Three days after Africa’s most active volcano roared back into life, tremors were shaking the region every 10 to 15 minutes on Tuesday morning. Cracks several centimetres (more than an inch) wide appeared in the ground and on roads in several areas, including near the main hospital in Goma, a city of some two million people which lies about 12 kilometres (seven miles) from Mount Nyiragongo.
“The situation in the city is confused. People don’t know which way to go,” a resident told AFP news agency.
“Some are coming back, some are leaving, people are still afraid.”
Tens of thousands of residents fled in panic, many of them to neighbouring Rwanda, when the volcano began erupting on Saturday evening.
Two rivers of molten rock flowed from the volcano at a height of 1,800 metres (5,900 feet). One headed towards Goma, stopping at the very outskirts of the city.
It engulfed homes in its path, smothering the surrounding area with suffocating gas and cutting off the road between Goma and Butembo, the main highway in North Kivu province.
“Thirty-two people died in incidents linked to the eruption, including seven people killed by lava and five asphyxiated by gases,” the UN’s refugee agency (UNHCR) said in a statement, raising an earlier toll – drawn from NGOs and other sources – of 20 dead.
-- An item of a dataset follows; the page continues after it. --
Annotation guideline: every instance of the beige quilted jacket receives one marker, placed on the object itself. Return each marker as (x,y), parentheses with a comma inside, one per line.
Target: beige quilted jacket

“The lava flow stopped on Sunday, but there have been repeated earthquakes since the eruption and the lava lake in the volcano’s crater appears to have refilled, prompting fears of new fissures opening or another eruption,” it added, noting that a significant effort was under way to reunite several hundred children who were separated from their families as they fled.
Five people died from suffocation on Monday after they tried to cross the cooling lava some 13km (eight miles) north of Goma, civil society leader Mambo Kawaya told AFP.
Several strong aftershocks were also felt in Rwanda on Monday, including a magnitude 5.1 earthquake under Lake Kivu, the Rwanda Seismic Monitor said.